Ich wurde von einem Bekannten angesprochen, ob ich bei der Aktion #outinchurch mitmachen wollte. Er wusste, dass ich queer bin. Ich habe mitgemacht, weil mir als Jugendliche Vorbilder gefehlt haben. Ich wollte zeigen: Wir sind schon da. Wir sind ganz viele queere Menschen.

Ich bin asexuell. Dabei gibt es durchaus Männer, die ich sehr nett finde. Aber ich habe kein sexuelles Verlangen. Ich sehe mich nicht mit Partner an meiner Seite. Das aber ist das Ideal in Kirche und Gesellschaft. Ohne Partner hast Du nie einen Platz. Nur die heterosexuelle Beziehung wird akzeptiert, weswegen ein Freund von mir, der schwul ist, nicht heiraten kann. Das stört mich.

Lange habe ich gesagt, dass ich den oder die Richtige noch nicht gefunden hätte. Ich hatte nie das Bedürfnis, mit einem Mann intim zu werden. Erst mit Mitte 20 habe ich festgestellt, dass ich asexuell bin. Ich war in einem queeren feministischen Kreis, in dem auch queere Fragen besprochen wurden. Das fand ich interessant. Ich hatte mich immer gefragt, warum das bei mir so ist, wie es ist. Aber als Asexuelle konnte ich immer unter dem heterosexuellen Radar laufen. Ich möchte mich nicht immer wieder erklären müssen. In meinem Freundeskreis gründen jetzt viele eine Familie, sodass dies immer mehr Thema wurde.

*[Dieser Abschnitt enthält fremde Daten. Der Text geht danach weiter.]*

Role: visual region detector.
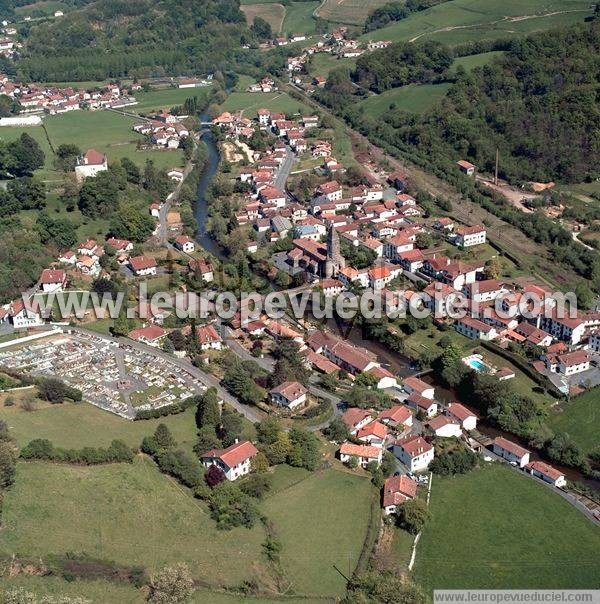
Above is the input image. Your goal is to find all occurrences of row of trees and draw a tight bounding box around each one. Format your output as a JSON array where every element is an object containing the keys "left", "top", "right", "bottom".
[{"left": 21, "top": 438, "right": 134, "bottom": 466}]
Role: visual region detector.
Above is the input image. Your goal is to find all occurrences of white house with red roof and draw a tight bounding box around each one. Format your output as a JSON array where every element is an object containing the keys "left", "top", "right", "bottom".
[
  {"left": 75, "top": 149, "right": 108, "bottom": 180},
  {"left": 393, "top": 436, "right": 435, "bottom": 472},
  {"left": 342, "top": 407, "right": 373, "bottom": 434},
  {"left": 448, "top": 403, "right": 477, "bottom": 430},
  {"left": 525, "top": 461, "right": 567, "bottom": 488},
  {"left": 377, "top": 405, "right": 413, "bottom": 429},
  {"left": 129, "top": 256, "right": 157, "bottom": 277},
  {"left": 127, "top": 325, "right": 167, "bottom": 347},
  {"left": 340, "top": 441, "right": 383, "bottom": 468},
  {"left": 402, "top": 376, "right": 435, "bottom": 400},
  {"left": 426, "top": 415, "right": 462, "bottom": 438},
  {"left": 201, "top": 440, "right": 258, "bottom": 480},
  {"left": 175, "top": 235, "right": 196, "bottom": 254},
  {"left": 382, "top": 474, "right": 418, "bottom": 516},
  {"left": 492, "top": 436, "right": 530, "bottom": 468},
  {"left": 269, "top": 381, "right": 308, "bottom": 410},
  {"left": 356, "top": 420, "right": 387, "bottom": 447},
  {"left": 405, "top": 393, "right": 438, "bottom": 417},
  {"left": 40, "top": 268, "right": 67, "bottom": 293}
]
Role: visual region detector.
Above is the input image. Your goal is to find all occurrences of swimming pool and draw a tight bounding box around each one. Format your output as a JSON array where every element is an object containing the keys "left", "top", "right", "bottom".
[{"left": 463, "top": 354, "right": 495, "bottom": 373}]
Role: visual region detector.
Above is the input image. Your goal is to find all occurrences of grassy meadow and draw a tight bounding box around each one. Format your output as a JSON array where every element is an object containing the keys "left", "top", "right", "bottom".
[
  {"left": 262, "top": 466, "right": 372, "bottom": 597},
  {"left": 221, "top": 91, "right": 312, "bottom": 119},
  {"left": 316, "top": 0, "right": 388, "bottom": 25},
  {"left": 361, "top": 0, "right": 593, "bottom": 46},
  {"left": 548, "top": 388, "right": 600, "bottom": 453},
  {"left": 0, "top": 458, "right": 264, "bottom": 586},
  {"left": 414, "top": 464, "right": 600, "bottom": 591},
  {"left": 360, "top": 84, "right": 451, "bottom": 117}
]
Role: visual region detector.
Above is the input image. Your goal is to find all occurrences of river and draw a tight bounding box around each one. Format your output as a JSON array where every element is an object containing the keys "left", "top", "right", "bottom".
[
  {"left": 194, "top": 114, "right": 600, "bottom": 490},
  {"left": 194, "top": 113, "right": 227, "bottom": 262}
]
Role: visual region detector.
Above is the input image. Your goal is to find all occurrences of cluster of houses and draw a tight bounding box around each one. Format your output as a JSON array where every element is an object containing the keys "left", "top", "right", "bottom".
[
  {"left": 282, "top": 27, "right": 392, "bottom": 92},
  {"left": 133, "top": 111, "right": 190, "bottom": 149},
  {"left": 0, "top": 74, "right": 137, "bottom": 114}
]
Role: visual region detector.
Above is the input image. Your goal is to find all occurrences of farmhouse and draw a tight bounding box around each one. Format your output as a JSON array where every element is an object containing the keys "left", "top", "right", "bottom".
[
  {"left": 377, "top": 405, "right": 413, "bottom": 428},
  {"left": 269, "top": 382, "right": 308, "bottom": 410},
  {"left": 454, "top": 224, "right": 487, "bottom": 247},
  {"left": 356, "top": 420, "right": 387, "bottom": 447},
  {"left": 405, "top": 393, "right": 437, "bottom": 417},
  {"left": 201, "top": 440, "right": 258, "bottom": 480},
  {"left": 382, "top": 474, "right": 417, "bottom": 516},
  {"left": 40, "top": 268, "right": 67, "bottom": 293},
  {"left": 340, "top": 442, "right": 383, "bottom": 468},
  {"left": 175, "top": 235, "right": 195, "bottom": 254},
  {"left": 75, "top": 149, "right": 108, "bottom": 180},
  {"left": 492, "top": 436, "right": 530, "bottom": 468},
  {"left": 342, "top": 407, "right": 372, "bottom": 434},
  {"left": 127, "top": 325, "right": 167, "bottom": 346},
  {"left": 427, "top": 415, "right": 462, "bottom": 438},
  {"left": 393, "top": 436, "right": 434, "bottom": 472},
  {"left": 129, "top": 256, "right": 157, "bottom": 277},
  {"left": 448, "top": 403, "right": 477, "bottom": 430}
]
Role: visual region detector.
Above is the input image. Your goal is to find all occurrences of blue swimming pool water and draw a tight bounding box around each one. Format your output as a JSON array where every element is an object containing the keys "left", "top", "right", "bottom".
[{"left": 468, "top": 359, "right": 488, "bottom": 371}]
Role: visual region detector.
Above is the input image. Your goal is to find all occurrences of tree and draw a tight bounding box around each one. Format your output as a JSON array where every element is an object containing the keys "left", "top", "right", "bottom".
[
  {"left": 154, "top": 424, "right": 177, "bottom": 449},
  {"left": 149, "top": 562, "right": 194, "bottom": 604},
  {"left": 204, "top": 464, "right": 227, "bottom": 489},
  {"left": 323, "top": 417, "right": 350, "bottom": 443},
  {"left": 196, "top": 387, "right": 221, "bottom": 431},
  {"left": 396, "top": 499, "right": 430, "bottom": 535},
  {"left": 287, "top": 428, "right": 320, "bottom": 471},
  {"left": 251, "top": 17, "right": 273, "bottom": 40}
]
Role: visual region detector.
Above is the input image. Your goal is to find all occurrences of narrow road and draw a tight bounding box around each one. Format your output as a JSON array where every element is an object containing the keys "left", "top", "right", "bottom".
[{"left": 273, "top": 145, "right": 296, "bottom": 191}]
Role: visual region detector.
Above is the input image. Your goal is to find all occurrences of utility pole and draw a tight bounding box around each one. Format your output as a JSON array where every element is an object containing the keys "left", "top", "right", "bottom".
[{"left": 494, "top": 147, "right": 499, "bottom": 186}]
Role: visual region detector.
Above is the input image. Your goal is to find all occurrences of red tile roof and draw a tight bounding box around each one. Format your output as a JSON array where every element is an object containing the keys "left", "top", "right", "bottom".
[
  {"left": 494, "top": 436, "right": 529, "bottom": 457},
  {"left": 378, "top": 405, "right": 412, "bottom": 424},
  {"left": 394, "top": 436, "right": 433, "bottom": 457},
  {"left": 383, "top": 475, "right": 418, "bottom": 508},
  {"left": 340, "top": 442, "right": 381, "bottom": 459},
  {"left": 356, "top": 421, "right": 387, "bottom": 439},
  {"left": 202, "top": 440, "right": 258, "bottom": 468}
]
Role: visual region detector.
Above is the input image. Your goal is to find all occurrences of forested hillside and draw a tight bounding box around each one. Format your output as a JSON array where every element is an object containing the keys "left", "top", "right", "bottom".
[
  {"left": 338, "top": 21, "right": 600, "bottom": 182},
  {"left": 18, "top": 0, "right": 252, "bottom": 81}
]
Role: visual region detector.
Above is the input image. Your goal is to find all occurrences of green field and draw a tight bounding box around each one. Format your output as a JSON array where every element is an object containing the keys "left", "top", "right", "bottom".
[
  {"left": 316, "top": 0, "right": 388, "bottom": 25},
  {"left": 310, "top": 52, "right": 356, "bottom": 77},
  {"left": 0, "top": 459, "right": 264, "bottom": 586},
  {"left": 130, "top": 86, "right": 210, "bottom": 114},
  {"left": 0, "top": 403, "right": 196, "bottom": 449},
  {"left": 45, "top": 111, "right": 184, "bottom": 168},
  {"left": 415, "top": 464, "right": 600, "bottom": 591},
  {"left": 221, "top": 91, "right": 312, "bottom": 119},
  {"left": 548, "top": 388, "right": 600, "bottom": 452},
  {"left": 263, "top": 468, "right": 372, "bottom": 597},
  {"left": 0, "top": 126, "right": 58, "bottom": 181},
  {"left": 361, "top": 0, "right": 592, "bottom": 45},
  {"left": 451, "top": 50, "right": 504, "bottom": 71},
  {"left": 241, "top": 2, "right": 286, "bottom": 34},
  {"left": 283, "top": 2, "right": 319, "bottom": 35},
  {"left": 360, "top": 84, "right": 451, "bottom": 117}
]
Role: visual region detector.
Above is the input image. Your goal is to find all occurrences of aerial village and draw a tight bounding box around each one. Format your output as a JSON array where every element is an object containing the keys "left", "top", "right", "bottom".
[{"left": 0, "top": 60, "right": 600, "bottom": 514}]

Mit #outinchurch möchte ich zeigen: Asexuell zu sein ist auch völlig normal. Die Teilnahme war für mich in weiten Teilen ein Outing. Meine Familie, Freund*innen und die Pfadfinder*innen wussten das natürlich. Allen anderen habe ich meine Partnerlosigkeit früher mit der Arbeit für das Studium und später in der Schule erklärt. Jetzt will ich das nicht mehr. Es ist ja nicht so, dass man nicht lieben kann. Liebe hat überhaupt nichts mit sexueller Orientierung zu tun.

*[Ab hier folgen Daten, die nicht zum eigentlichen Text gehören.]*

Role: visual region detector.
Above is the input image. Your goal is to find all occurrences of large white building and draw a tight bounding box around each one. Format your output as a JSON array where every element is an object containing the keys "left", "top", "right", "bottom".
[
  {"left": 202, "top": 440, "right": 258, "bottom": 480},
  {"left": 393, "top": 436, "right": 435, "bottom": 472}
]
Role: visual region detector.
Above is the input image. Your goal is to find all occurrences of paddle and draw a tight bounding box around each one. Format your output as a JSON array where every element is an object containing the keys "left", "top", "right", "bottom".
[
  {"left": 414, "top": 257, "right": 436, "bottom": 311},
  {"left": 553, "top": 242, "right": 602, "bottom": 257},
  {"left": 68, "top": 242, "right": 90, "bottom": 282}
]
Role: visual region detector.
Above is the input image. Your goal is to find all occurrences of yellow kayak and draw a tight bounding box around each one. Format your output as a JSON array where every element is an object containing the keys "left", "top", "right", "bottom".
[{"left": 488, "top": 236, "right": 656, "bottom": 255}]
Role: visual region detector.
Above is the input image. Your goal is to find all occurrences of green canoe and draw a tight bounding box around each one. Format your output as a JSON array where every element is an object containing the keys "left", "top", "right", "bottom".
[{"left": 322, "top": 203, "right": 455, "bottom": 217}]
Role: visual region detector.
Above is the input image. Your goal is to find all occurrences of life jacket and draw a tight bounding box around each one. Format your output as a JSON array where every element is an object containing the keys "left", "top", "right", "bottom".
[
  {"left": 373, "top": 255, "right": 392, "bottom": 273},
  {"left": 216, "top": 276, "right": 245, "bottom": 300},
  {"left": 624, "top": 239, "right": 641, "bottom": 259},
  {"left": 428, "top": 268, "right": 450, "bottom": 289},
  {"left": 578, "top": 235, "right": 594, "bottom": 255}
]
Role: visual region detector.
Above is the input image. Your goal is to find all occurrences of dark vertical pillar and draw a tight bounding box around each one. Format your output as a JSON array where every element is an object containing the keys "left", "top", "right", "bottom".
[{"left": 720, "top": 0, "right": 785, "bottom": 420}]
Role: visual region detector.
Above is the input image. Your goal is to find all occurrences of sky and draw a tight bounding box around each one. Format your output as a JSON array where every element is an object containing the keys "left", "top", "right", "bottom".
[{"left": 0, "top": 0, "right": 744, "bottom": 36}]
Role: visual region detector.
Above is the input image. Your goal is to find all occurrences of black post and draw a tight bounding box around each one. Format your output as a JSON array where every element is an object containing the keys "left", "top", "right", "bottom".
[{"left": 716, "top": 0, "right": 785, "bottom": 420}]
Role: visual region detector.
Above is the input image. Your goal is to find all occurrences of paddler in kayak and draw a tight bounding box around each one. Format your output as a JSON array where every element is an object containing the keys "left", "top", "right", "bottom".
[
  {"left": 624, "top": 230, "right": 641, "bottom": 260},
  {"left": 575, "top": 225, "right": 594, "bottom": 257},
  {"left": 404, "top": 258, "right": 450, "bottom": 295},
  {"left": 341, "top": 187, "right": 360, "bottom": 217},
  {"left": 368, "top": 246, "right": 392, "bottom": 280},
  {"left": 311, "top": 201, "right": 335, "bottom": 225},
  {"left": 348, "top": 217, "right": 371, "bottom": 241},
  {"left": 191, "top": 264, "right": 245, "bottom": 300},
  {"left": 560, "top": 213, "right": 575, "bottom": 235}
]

Ich bin Lehrerin für Mathematik und Informatik. Religionslehrerin zu werden, habe ich nie als Option gesehen. Es kam für mich nicht infrage, für eine Institution zu arbeiten, die in vielen Dingen gar nicht dem entspricht, was ich denke. Mir war schon bewusst, dass ich für die Kirche nicht arbeiten möchte, bevor ist wusste, dass ich queer bin.
Die Doku haben viele meiner Schüler*innen gesehen. Für die aus der 6. Klasse war das Gesprächsthema, dass ich im Fernsehen war. Die Kinder und Jugendlichen reden in der Pause natürlich darüber. Die Schüler*innen aus der 9. Klasse kamen mit Fragen. Die haben zum Beispiel gesehen, dass ich einen Queer-Sticker trage, und mich danach gefragt. Es gibt Schüler*innen, die sich als lesbisch geoutet haben. Die Jugendlichen sind viel aufgeklärter als viele Erwachsene. Das ist beeindruckend.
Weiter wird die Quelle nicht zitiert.